Metropolis, your apartment.
You’re hunched over your desk in the soft pool of lamplight, the rest of your apartment swallowed in shadow. Outside, Metropolis hums like a restless machine — car horns in the distance, the faint echo of a siren, neon light leaking through your curtains in pink and blue pulses. A half-finished cup of coffee sits cold by your elbow, and your laptop screen glows with the draft of tomorrow’s article. You’ve rewritten the opening paragraph three times already, but the words still feel wrong, too small for the weight of what you’re covering.
The keys rattle under your fingertips, sharp in the silence, until the sound softens — replaced by something else. A stirring of air, subtle at first, like a breath against your skin. The curtain shifts, the lamp flickers. Then you hear it: the faintest thud of boots against your balcony. He’s back.
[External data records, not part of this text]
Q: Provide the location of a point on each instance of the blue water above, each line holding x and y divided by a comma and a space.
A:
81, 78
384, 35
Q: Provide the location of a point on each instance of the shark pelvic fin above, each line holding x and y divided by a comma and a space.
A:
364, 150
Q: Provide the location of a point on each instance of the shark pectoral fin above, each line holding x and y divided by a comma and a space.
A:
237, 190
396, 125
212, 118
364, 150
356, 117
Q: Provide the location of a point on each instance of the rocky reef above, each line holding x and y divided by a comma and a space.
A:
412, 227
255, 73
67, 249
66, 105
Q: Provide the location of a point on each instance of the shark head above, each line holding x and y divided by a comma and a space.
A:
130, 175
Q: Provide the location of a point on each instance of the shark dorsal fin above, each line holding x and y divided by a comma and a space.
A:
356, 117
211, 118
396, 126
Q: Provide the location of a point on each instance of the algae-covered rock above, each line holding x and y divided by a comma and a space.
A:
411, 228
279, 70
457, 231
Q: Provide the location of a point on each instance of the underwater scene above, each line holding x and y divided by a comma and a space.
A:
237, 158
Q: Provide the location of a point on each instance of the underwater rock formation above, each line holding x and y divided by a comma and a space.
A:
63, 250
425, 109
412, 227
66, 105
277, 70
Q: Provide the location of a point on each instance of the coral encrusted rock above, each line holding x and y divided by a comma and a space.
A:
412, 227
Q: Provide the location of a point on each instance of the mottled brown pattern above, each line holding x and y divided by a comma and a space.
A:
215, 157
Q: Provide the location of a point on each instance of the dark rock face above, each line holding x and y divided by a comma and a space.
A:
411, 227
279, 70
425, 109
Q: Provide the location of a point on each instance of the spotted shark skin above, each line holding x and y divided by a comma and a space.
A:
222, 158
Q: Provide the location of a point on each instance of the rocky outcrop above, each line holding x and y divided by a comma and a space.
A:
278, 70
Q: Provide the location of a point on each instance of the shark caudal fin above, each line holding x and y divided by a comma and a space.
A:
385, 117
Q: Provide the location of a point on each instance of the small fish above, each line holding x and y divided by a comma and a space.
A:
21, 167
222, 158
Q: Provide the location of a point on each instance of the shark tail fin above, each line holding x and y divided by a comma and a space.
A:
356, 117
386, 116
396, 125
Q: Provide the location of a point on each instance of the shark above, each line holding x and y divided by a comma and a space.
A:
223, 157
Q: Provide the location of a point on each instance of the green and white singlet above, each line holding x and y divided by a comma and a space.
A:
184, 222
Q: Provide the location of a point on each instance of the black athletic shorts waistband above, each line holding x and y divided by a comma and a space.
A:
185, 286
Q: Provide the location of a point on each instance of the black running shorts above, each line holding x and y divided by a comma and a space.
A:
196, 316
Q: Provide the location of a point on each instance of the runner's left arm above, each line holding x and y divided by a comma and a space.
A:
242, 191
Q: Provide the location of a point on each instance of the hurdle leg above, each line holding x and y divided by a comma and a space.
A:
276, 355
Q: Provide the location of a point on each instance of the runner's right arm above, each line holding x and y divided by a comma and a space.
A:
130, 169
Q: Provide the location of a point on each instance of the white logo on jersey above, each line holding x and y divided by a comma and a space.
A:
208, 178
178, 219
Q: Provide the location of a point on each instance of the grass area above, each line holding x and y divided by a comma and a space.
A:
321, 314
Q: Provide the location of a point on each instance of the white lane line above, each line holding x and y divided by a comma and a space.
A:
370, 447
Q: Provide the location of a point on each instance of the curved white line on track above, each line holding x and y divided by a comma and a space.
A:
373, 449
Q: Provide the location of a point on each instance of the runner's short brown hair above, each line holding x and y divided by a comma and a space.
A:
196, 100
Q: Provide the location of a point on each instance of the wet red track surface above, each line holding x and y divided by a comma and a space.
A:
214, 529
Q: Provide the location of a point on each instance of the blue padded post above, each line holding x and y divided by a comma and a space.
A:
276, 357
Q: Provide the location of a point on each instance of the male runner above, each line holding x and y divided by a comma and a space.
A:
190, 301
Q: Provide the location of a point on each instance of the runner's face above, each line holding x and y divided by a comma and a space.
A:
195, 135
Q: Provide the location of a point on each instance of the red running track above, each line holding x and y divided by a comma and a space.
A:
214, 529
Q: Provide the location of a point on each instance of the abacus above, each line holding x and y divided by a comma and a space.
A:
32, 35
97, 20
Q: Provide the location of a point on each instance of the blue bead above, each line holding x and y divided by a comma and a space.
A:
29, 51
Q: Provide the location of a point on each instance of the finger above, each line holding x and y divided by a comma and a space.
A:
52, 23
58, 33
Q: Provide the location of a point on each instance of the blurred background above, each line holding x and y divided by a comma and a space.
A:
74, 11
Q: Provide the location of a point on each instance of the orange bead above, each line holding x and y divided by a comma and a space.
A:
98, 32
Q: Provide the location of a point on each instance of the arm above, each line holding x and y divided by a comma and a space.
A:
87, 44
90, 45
Clark steps into the room with the quiet of someone who could shatter the world and yet moves as though afraid of breaking it. His broad frame fills the doorway, shoulders still tense from whatever mission pulled him away, the edge of his cape trailing in the night breeze. The faint glint of the city lights paints his jawline in silver, catching in his dark hair where it falls slightly loose across his forehead. His chest rises with slow, deliberate breaths, and the blue of his suit — torn faintly at the sleeve, dust clinging to it — catches in the lamplight like steel under water. He doesn’t speak at first. Just looks at you, head tilting, that unreadable mixture of worry and gentleness behind his glasses. You realize you’ve been holding your breath.
“Still working?” His voice is low, warm, softened for you even when his body carries the exhaustion of battle.